Ce qu’il faut peut-être ajouter encore, c’est qu’une assemblée générale de la fonction publique, convoquée par le Cartel, devait se réunir le soir précédent  la signature de cet accord avec le Conseil d’Etat (le 12 septembre). Mais dans un éclat de génie foudroyant, le SSP a eu la bonne idée de sortir juste avant un faux tract du Cartel en utilisant le logo de celui-ci afin d’appeler à cette assemblée générale et en faisant usage d’un ton critique à l’égard des accords devant être signés le lendemain! Furieux contre le SSP, le Cartel a donc décidé en dernière minute d’annuler cette assemblée générale ! ! ! Les méchantes langues diront que le SSP ne pouvait offrir de plus beau cadeau au Cartel, inquiet par-dessus tout d’avoir à faire à sa base… (ou inquiet de devoir constater… qu’il n’y a plus de base du tout). Comment est-il explicable que le Cartel n’ait pas saisi cette occasion d’aller devant une assemblée générale dire que cette « paix de travail » était inacceptable et qu’il n’était pas possible de signer l’accord dans ces conditions ? Comment le Cartel a-t-il pu être plus fâché contre la manœuvre du SSP que contre celle du Conseil d’Etat cherchant deux jours avant l’accord à nous mettre encore plus à genou ?
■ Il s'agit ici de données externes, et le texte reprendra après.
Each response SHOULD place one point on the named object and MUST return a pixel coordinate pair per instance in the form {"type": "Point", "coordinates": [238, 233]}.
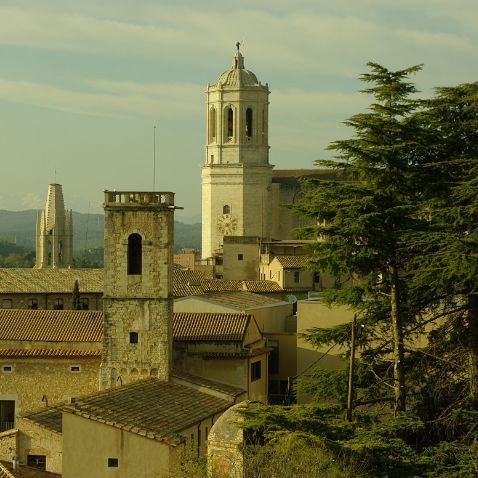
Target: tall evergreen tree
{"type": "Point", "coordinates": [445, 278]}
{"type": "Point", "coordinates": [363, 216]}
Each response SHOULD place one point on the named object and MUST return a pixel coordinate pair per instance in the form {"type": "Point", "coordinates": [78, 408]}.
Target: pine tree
{"type": "Point", "coordinates": [445, 279]}
{"type": "Point", "coordinates": [363, 217]}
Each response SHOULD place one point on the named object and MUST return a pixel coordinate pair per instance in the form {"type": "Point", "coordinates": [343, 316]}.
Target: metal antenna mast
{"type": "Point", "coordinates": [154, 158]}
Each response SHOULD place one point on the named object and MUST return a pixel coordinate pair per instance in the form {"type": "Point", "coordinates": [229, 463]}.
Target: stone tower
{"type": "Point", "coordinates": [137, 300]}
{"type": "Point", "coordinates": [54, 232]}
{"type": "Point", "coordinates": [236, 175]}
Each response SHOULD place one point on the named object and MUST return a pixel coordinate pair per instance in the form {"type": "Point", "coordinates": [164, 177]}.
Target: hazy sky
{"type": "Point", "coordinates": [83, 82]}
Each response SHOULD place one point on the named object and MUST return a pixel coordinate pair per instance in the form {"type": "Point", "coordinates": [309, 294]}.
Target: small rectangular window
{"type": "Point", "coordinates": [7, 303]}
{"type": "Point", "coordinates": [255, 371]}
{"type": "Point", "coordinates": [37, 461]}
{"type": "Point", "coordinates": [84, 303]}
{"type": "Point", "coordinates": [58, 305]}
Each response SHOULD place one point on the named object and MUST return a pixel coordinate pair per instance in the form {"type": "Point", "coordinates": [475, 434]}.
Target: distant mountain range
{"type": "Point", "coordinates": [19, 227]}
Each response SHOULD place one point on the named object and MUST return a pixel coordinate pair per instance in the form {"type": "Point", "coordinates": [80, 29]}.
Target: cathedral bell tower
{"type": "Point", "coordinates": [137, 300]}
{"type": "Point", "coordinates": [236, 175]}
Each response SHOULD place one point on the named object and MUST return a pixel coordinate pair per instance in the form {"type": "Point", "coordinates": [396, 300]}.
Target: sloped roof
{"type": "Point", "coordinates": [292, 175]}
{"type": "Point", "coordinates": [262, 286]}
{"type": "Point", "coordinates": [49, 417]}
{"type": "Point", "coordinates": [292, 262]}
{"type": "Point", "coordinates": [150, 407]}
{"type": "Point", "coordinates": [223, 388]}
{"type": "Point", "coordinates": [242, 300]}
{"type": "Point", "coordinates": [46, 353]}
{"type": "Point", "coordinates": [203, 326]}
{"type": "Point", "coordinates": [51, 325]}
{"type": "Point", "coordinates": [17, 280]}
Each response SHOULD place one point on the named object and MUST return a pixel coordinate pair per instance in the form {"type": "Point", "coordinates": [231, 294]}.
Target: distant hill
{"type": "Point", "coordinates": [19, 227]}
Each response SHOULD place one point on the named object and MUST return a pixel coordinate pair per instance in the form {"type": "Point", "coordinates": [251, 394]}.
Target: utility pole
{"type": "Point", "coordinates": [350, 389]}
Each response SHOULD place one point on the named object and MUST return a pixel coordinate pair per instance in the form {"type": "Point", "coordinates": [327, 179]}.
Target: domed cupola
{"type": "Point", "coordinates": [237, 75]}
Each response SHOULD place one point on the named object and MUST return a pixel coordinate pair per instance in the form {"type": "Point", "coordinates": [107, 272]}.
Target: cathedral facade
{"type": "Point", "coordinates": [242, 194]}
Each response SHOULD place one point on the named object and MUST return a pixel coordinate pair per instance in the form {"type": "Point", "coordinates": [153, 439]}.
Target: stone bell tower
{"type": "Point", "coordinates": [54, 232]}
{"type": "Point", "coordinates": [137, 300]}
{"type": "Point", "coordinates": [236, 175]}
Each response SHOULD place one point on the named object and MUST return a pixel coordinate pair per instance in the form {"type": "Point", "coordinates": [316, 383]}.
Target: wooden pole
{"type": "Point", "coordinates": [350, 389]}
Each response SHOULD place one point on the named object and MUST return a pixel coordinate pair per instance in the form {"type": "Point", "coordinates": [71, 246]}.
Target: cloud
{"type": "Point", "coordinates": [118, 99]}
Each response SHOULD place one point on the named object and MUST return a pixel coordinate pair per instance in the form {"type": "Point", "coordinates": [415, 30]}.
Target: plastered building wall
{"type": "Point", "coordinates": [34, 439]}
{"type": "Point", "coordinates": [36, 382]}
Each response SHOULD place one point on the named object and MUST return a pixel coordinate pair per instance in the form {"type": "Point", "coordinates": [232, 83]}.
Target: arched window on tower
{"type": "Point", "coordinates": [135, 253]}
{"type": "Point", "coordinates": [249, 123]}
{"type": "Point", "coordinates": [230, 123]}
{"type": "Point", "coordinates": [212, 125]}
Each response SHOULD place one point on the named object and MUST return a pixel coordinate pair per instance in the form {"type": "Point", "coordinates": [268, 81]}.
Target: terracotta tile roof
{"type": "Point", "coordinates": [51, 325]}
{"type": "Point", "coordinates": [49, 417]}
{"type": "Point", "coordinates": [242, 300]}
{"type": "Point", "coordinates": [262, 286]}
{"type": "Point", "coordinates": [6, 471]}
{"type": "Point", "coordinates": [203, 326]}
{"type": "Point", "coordinates": [292, 175]}
{"type": "Point", "coordinates": [152, 408]}
{"type": "Point", "coordinates": [219, 285]}
{"type": "Point", "coordinates": [292, 262]}
{"type": "Point", "coordinates": [18, 280]}
{"type": "Point", "coordinates": [234, 355]}
{"type": "Point", "coordinates": [45, 353]}
{"type": "Point", "coordinates": [230, 390]}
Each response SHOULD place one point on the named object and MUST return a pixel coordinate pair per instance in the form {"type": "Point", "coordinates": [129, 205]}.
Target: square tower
{"type": "Point", "coordinates": [137, 301]}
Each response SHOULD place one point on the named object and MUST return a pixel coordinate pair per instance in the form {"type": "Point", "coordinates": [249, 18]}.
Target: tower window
{"type": "Point", "coordinates": [255, 371]}
{"type": "Point", "coordinates": [212, 125]}
{"type": "Point", "coordinates": [249, 123]}
{"type": "Point", "coordinates": [134, 254]}
{"type": "Point", "coordinates": [230, 123]}
{"type": "Point", "coordinates": [58, 305]}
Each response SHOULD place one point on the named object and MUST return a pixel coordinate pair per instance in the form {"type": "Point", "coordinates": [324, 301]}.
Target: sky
{"type": "Point", "coordinates": [84, 82]}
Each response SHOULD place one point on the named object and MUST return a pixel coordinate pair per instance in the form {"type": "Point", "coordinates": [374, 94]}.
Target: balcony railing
{"type": "Point", "coordinates": [141, 198]}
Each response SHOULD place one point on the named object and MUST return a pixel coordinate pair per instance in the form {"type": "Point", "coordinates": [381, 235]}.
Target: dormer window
{"type": "Point", "coordinates": [135, 254]}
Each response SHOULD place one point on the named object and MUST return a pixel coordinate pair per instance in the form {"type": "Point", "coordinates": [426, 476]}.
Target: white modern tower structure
{"type": "Point", "coordinates": [54, 232]}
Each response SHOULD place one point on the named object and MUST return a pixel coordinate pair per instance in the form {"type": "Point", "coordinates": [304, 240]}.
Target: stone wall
{"type": "Point", "coordinates": [36, 382]}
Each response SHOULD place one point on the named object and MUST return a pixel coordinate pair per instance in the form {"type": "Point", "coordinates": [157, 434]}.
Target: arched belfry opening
{"type": "Point", "coordinates": [135, 254]}
{"type": "Point", "coordinates": [229, 122]}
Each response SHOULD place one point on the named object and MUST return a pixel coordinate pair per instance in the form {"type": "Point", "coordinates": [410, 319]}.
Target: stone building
{"type": "Point", "coordinates": [242, 194]}
{"type": "Point", "coordinates": [54, 232]}
{"type": "Point", "coordinates": [50, 288]}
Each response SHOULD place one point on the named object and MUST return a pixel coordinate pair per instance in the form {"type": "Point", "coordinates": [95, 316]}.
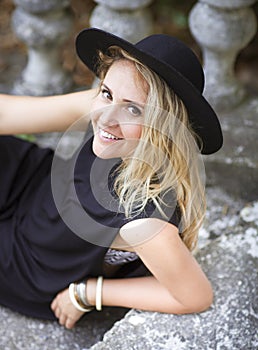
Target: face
{"type": "Point", "coordinates": [118, 111]}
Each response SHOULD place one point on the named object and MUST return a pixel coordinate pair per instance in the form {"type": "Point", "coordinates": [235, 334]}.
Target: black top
{"type": "Point", "coordinates": [54, 235]}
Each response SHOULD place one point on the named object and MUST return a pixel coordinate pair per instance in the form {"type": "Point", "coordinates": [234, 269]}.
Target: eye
{"type": "Point", "coordinates": [135, 111]}
{"type": "Point", "coordinates": [106, 94]}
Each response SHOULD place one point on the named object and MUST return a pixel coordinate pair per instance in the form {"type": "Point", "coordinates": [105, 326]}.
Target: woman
{"type": "Point", "coordinates": [87, 232]}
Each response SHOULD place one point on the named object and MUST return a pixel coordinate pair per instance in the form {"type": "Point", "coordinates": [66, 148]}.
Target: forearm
{"type": "Point", "coordinates": [26, 114]}
{"type": "Point", "coordinates": [144, 293]}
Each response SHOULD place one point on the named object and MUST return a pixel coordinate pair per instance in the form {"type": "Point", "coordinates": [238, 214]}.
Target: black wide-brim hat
{"type": "Point", "coordinates": [173, 61]}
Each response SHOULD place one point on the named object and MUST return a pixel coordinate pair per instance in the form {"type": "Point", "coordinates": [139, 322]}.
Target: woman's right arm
{"type": "Point", "coordinates": [27, 114]}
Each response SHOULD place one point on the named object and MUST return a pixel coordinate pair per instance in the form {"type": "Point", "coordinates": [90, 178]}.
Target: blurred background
{"type": "Point", "coordinates": [170, 17]}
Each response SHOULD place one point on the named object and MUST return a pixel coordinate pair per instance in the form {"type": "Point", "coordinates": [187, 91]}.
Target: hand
{"type": "Point", "coordinates": [64, 310]}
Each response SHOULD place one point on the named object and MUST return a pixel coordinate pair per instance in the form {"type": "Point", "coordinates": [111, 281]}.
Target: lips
{"type": "Point", "coordinates": [108, 136]}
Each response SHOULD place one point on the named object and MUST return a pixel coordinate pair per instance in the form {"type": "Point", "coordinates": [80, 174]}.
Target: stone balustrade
{"type": "Point", "coordinates": [222, 28]}
{"type": "Point", "coordinates": [43, 26]}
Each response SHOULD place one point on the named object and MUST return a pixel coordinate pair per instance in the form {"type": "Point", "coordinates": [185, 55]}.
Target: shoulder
{"type": "Point", "coordinates": [139, 231]}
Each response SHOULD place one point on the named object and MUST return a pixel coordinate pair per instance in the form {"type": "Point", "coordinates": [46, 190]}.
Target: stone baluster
{"type": "Point", "coordinates": [43, 26]}
{"type": "Point", "coordinates": [222, 28]}
{"type": "Point", "coordinates": [130, 20]}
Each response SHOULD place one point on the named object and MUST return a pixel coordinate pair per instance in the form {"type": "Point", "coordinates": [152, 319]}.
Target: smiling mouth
{"type": "Point", "coordinates": [107, 135]}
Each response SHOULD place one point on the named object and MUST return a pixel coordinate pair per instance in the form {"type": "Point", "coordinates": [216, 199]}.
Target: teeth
{"type": "Point", "coordinates": [108, 136]}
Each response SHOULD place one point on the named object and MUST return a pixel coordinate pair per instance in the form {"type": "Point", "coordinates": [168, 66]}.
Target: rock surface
{"type": "Point", "coordinates": [228, 253]}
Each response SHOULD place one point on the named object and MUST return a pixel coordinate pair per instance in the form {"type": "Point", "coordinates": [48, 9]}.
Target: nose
{"type": "Point", "coordinates": [109, 116]}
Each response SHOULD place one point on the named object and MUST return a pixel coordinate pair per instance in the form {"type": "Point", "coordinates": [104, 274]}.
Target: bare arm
{"type": "Point", "coordinates": [26, 114]}
{"type": "Point", "coordinates": [178, 284]}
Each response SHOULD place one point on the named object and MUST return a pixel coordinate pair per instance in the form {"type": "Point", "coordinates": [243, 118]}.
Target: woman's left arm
{"type": "Point", "coordinates": [178, 284]}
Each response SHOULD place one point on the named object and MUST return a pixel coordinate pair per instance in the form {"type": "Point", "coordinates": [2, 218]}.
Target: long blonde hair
{"type": "Point", "coordinates": [166, 160]}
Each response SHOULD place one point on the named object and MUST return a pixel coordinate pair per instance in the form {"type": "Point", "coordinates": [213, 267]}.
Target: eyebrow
{"type": "Point", "coordinates": [125, 100]}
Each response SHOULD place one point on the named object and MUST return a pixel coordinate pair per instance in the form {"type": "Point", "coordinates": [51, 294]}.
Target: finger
{"type": "Point", "coordinates": [62, 320]}
{"type": "Point", "coordinates": [69, 323]}
{"type": "Point", "coordinates": [53, 304]}
{"type": "Point", "coordinates": [57, 312]}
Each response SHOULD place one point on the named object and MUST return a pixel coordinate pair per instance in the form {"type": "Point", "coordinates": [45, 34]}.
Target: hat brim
{"type": "Point", "coordinates": [202, 116]}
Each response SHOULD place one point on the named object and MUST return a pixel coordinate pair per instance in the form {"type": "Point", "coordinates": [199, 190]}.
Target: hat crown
{"type": "Point", "coordinates": [175, 54]}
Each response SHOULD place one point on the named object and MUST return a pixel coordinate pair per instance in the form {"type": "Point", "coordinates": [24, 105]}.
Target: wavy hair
{"type": "Point", "coordinates": [166, 162]}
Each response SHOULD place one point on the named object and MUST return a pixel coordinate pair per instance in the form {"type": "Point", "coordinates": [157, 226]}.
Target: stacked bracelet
{"type": "Point", "coordinates": [76, 298]}
{"type": "Point", "coordinates": [99, 293]}
{"type": "Point", "coordinates": [78, 295]}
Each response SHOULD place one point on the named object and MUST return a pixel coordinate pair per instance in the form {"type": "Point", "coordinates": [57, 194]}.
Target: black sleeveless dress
{"type": "Point", "coordinates": [57, 221]}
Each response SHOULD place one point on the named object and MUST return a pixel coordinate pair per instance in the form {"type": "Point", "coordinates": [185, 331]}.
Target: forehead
{"type": "Point", "coordinates": [124, 77]}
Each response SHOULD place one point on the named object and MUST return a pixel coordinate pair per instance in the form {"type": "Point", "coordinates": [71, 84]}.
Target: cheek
{"type": "Point", "coordinates": [133, 131]}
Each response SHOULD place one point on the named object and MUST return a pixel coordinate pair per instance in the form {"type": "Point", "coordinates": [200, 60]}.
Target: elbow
{"type": "Point", "coordinates": [202, 303]}
{"type": "Point", "coordinates": [199, 304]}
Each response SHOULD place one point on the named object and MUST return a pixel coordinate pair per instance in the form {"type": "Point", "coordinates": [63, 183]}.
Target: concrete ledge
{"type": "Point", "coordinates": [232, 322]}
{"type": "Point", "coordinates": [229, 255]}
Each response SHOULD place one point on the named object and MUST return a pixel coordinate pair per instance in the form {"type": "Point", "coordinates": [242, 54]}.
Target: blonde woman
{"type": "Point", "coordinates": [115, 224]}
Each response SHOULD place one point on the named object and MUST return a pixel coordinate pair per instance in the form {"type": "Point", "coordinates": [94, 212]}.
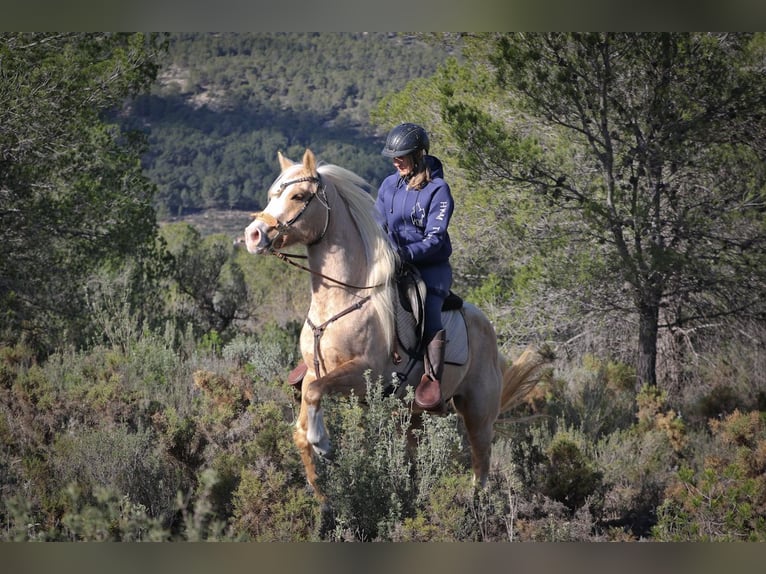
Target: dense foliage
{"type": "Point", "coordinates": [142, 366]}
{"type": "Point", "coordinates": [225, 104]}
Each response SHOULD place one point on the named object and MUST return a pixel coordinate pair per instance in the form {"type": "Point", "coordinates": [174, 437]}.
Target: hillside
{"type": "Point", "coordinates": [225, 103]}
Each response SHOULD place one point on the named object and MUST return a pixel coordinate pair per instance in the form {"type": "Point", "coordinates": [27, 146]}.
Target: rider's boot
{"type": "Point", "coordinates": [428, 392]}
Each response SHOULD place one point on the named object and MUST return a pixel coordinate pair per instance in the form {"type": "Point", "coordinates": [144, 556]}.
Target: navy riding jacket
{"type": "Point", "coordinates": [416, 222]}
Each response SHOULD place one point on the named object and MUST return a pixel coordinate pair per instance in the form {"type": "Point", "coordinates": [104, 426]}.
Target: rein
{"type": "Point", "coordinates": [288, 258]}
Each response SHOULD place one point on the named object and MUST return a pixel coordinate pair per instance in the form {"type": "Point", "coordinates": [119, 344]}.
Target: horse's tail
{"type": "Point", "coordinates": [521, 376]}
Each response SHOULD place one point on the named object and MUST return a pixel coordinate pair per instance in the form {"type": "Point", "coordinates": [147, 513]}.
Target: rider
{"type": "Point", "coordinates": [414, 207]}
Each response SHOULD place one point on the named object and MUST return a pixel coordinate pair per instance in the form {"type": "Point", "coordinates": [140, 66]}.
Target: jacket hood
{"type": "Point", "coordinates": [434, 165]}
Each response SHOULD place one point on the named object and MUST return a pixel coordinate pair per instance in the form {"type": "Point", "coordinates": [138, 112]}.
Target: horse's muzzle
{"type": "Point", "coordinates": [257, 237]}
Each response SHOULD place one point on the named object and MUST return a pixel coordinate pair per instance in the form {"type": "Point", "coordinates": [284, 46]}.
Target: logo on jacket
{"type": "Point", "coordinates": [418, 215]}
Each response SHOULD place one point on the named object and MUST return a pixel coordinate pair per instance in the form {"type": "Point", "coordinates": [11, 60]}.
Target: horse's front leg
{"type": "Point", "coordinates": [311, 433]}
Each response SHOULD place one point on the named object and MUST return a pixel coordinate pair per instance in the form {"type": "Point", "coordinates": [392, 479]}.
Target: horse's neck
{"type": "Point", "coordinates": [338, 258]}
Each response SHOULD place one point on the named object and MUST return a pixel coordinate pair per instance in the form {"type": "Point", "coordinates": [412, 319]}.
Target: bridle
{"type": "Point", "coordinates": [282, 228]}
{"type": "Point", "coordinates": [321, 194]}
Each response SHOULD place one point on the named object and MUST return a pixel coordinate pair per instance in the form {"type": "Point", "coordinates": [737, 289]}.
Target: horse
{"type": "Point", "coordinates": [350, 328]}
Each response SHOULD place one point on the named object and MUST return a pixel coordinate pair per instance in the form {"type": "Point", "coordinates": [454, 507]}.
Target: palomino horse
{"type": "Point", "coordinates": [350, 327]}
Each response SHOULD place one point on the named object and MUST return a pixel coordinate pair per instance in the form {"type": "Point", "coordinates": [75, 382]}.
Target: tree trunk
{"type": "Point", "coordinates": [648, 327]}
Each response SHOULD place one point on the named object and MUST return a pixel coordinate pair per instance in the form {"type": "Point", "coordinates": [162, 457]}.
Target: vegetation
{"type": "Point", "coordinates": [142, 363]}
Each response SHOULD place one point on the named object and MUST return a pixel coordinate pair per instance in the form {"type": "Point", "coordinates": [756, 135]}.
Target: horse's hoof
{"type": "Point", "coordinates": [428, 394]}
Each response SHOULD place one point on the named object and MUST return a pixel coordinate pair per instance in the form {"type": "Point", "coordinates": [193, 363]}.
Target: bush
{"type": "Point", "coordinates": [725, 500]}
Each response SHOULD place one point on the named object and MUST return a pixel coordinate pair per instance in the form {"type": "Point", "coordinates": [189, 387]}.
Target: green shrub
{"type": "Point", "coordinates": [725, 500]}
{"type": "Point", "coordinates": [375, 480]}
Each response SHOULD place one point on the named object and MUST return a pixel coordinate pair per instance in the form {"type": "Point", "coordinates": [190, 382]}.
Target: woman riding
{"type": "Point", "coordinates": [414, 207]}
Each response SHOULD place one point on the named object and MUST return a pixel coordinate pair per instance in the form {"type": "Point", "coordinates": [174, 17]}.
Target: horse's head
{"type": "Point", "coordinates": [297, 211]}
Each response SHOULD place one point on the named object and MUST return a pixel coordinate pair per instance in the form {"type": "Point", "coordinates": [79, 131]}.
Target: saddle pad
{"type": "Point", "coordinates": [456, 349]}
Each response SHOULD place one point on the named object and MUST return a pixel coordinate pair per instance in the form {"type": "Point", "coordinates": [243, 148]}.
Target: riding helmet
{"type": "Point", "coordinates": [405, 139]}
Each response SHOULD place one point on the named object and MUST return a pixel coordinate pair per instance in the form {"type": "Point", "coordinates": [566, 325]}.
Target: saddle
{"type": "Point", "coordinates": [412, 296]}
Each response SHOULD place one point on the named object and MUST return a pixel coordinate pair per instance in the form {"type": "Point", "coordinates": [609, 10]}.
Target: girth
{"type": "Point", "coordinates": [320, 329]}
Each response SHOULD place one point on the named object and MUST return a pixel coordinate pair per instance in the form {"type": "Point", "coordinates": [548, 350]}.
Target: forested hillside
{"type": "Point", "coordinates": [610, 193]}
{"type": "Point", "coordinates": [225, 103]}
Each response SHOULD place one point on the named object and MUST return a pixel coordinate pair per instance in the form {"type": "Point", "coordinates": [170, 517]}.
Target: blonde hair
{"type": "Point", "coordinates": [421, 174]}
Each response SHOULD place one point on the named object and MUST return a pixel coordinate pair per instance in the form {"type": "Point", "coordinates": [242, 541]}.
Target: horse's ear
{"type": "Point", "coordinates": [284, 162]}
{"type": "Point", "coordinates": [309, 161]}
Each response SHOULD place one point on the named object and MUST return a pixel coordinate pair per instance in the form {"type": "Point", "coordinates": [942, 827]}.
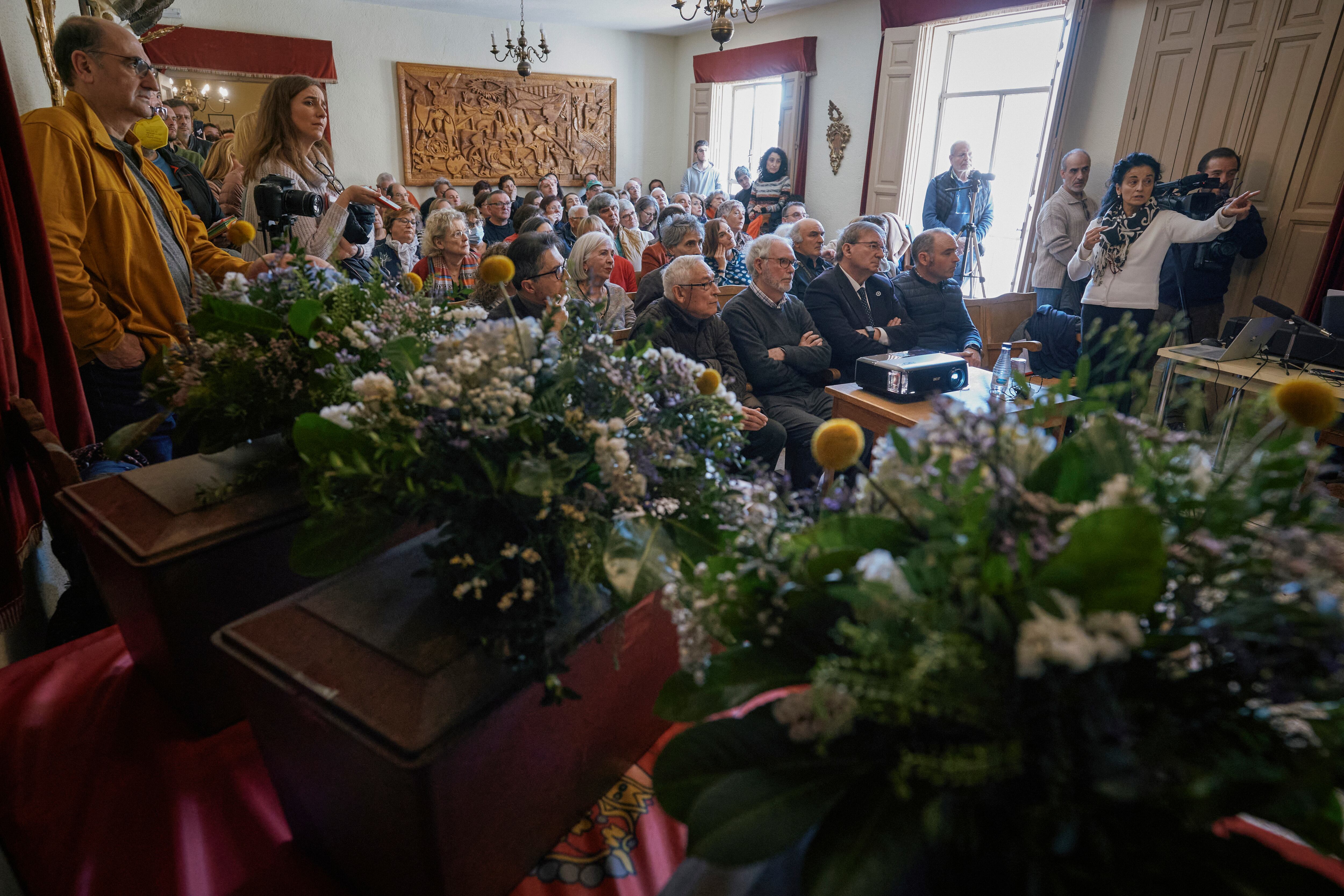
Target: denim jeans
{"type": "Point", "coordinates": [115, 401]}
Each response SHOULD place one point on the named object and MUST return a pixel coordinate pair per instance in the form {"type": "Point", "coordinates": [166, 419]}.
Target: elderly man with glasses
{"type": "Point", "coordinates": [854, 307]}
{"type": "Point", "coordinates": [687, 320]}
{"type": "Point", "coordinates": [781, 352]}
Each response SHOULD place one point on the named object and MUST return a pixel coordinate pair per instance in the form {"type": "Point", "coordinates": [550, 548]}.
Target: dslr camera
{"type": "Point", "coordinates": [1181, 197]}
{"type": "Point", "coordinates": [279, 204]}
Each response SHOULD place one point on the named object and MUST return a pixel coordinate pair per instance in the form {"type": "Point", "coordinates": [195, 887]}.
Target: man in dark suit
{"type": "Point", "coordinates": [854, 307]}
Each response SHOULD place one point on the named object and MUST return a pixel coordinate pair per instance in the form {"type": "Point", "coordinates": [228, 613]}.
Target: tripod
{"type": "Point", "coordinates": [971, 268]}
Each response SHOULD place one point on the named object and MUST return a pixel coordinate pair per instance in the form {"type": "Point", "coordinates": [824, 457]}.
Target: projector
{"type": "Point", "coordinates": [905, 377]}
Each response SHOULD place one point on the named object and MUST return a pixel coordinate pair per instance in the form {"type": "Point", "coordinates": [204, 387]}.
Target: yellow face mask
{"type": "Point", "coordinates": [152, 132]}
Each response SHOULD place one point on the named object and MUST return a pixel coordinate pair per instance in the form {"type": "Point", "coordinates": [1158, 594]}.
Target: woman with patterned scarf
{"type": "Point", "coordinates": [1124, 250]}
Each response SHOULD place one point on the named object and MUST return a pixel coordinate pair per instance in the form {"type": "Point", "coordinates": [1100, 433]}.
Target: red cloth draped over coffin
{"type": "Point", "coordinates": [237, 53]}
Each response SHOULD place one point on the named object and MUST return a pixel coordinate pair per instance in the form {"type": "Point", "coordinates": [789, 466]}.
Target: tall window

Mais l’accord offre un strapontin de consolation à ses fonctionnaires nus: l’accord stipule aussi (au point 5) que les suppressions de postes se feront en collaboration avec les associations et syndicats du personnel ! La boucle est bouclée: les syndicats et organisations professionnelles seront utilisés pour faire le travail de gestion des effectifs des chefs du personnel et leur rôle se rapprochera ainsi de plus en plus de celui des commissions d’entreprise dans le privé.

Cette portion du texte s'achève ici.